Gruppo farmacoterapeutico.

Farmaci che agiscono sul sistema cardiocircolatorio. Diuretici non tiazidici con attività moderata. Sulfonammidi semplici. Indapamide. Codice ATC C03B A11.

Proprietà farmacodinamiche.

Indapamid è un diuretico sulfonamidico, farmacologicamente affine ai diuretici tiazidici. L'indapamid inibisce il riassorbimento del sodio nel segmento corticale del rene. Ciò aumenta l'escrezione urinaria di sodio e cloruro e, in misura minore, l'escrezione di potassio e magnesio, incrementando così la diuresi.

L'effetto antipertensivo dell'indapamid si manifesta a dosi alle quali l'effetto diuretico è trascurabile. Inoltre, l'effetto antipertensivo dell'indapamid persiste anche nei pazienti con ipertensione arteriosa sottoposti ad emodialisi.

L'indapamid agisce a livello vascolare mediante:

  • riduzione della contrattilità del muscolo liscio vascolare, legata a modifiche dello scambio transmembrana degli ioni (principalmente calcio);
  • stimolazione della sintesi di prostaglandina PGE2 e prostaciclina PGI2 (vasodilatatore e inibitore dell'aggregazione piastrinica).

L'indapamid riduce l'ipertrofia del ventricolo sinistro.

Come dimostrato in studi di diversa durata (breve, media e lunga) condotti su pazienti con ipertensione arteriosa, l'indapamid non influenza:

  • il metabolismo dei lipidi (trigliceridi, colesterolo delle lipoproteine a bassa densità e colesterolo delle lipoproteine ad alta densità);
  • il metabolismo dei carboidrati, neppure nei pazienti affetti da diabete mellito e ipertensione arteriosa.

Superando la dose raccomandata, l'effetto terapeutico dei diuretici tiazidici e tiazidomimetici non aumenta, mentre il rischio di effetti indesiderati cresce. Se il trattamento non risulta sufficientemente efficace, non è raccomandato aumentare la dose.

Proprietà farmacocinetiche.

Assorbimento

La biodisponibilità dell'indapamid è elevata – 93%.

La concentrazione massima nel plasma (Tmax) dopo somministrazione di una dose da 2,5 mg viene raggiunta approssimativamente dopo 1-2 ore.

Distribuzione

Il legame con le proteine plasmatiche è superiore al 75%.

Il periodo di emivita di eliminazione varia da 14 a 24 ore (in media 18 ore).

Con l'assunzione regolare di indapamid si osserva un aumento della concentrazione plasmatica stabile (plateau) rispetto alla concentrazione plasmatica dopo una dose singola. Questo livello plasmatico rimane stabile per un lungo periodo senza determinare cumulo.

Eliminazione

La clearance renale rappresenta dal 60% all'80% della clearance totale.

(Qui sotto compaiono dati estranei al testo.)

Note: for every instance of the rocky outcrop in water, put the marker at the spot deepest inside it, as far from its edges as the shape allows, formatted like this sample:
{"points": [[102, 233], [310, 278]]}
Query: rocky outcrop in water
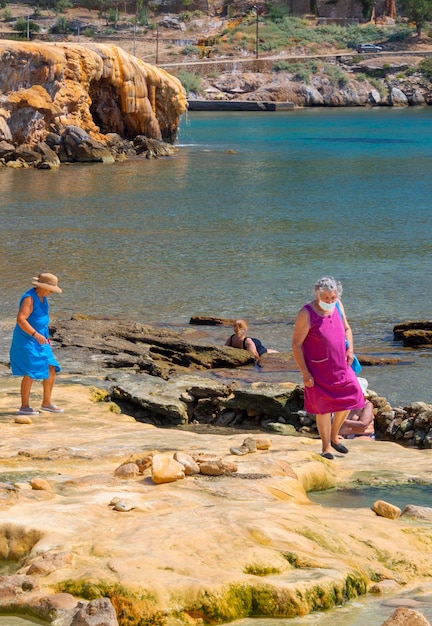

L'indapamid viene eliminato principalmente sotto forma di metaboliti; la quota di farmaco escreto immodificato dai reni è del 5%.

Pazienti con insufficienza renale: i parametri farmacocinetici non subiscono variazioni.

Caratteristiche cliniche.

Indicazioni.

Ipertensione essenziale.

Controindicazioni.

  • Ipersensibilità all'indapamide, ad uno qualsiasi degli eccipienti, ad altri sulfonamidi o loro derivati;
  • encefalopatia epatica, gravi alterazioni della funzione epatica;
  • grave insufficienza renale;
  • ipokaliemia.

Interazioni con altri medicinali ed altre forme di interazione.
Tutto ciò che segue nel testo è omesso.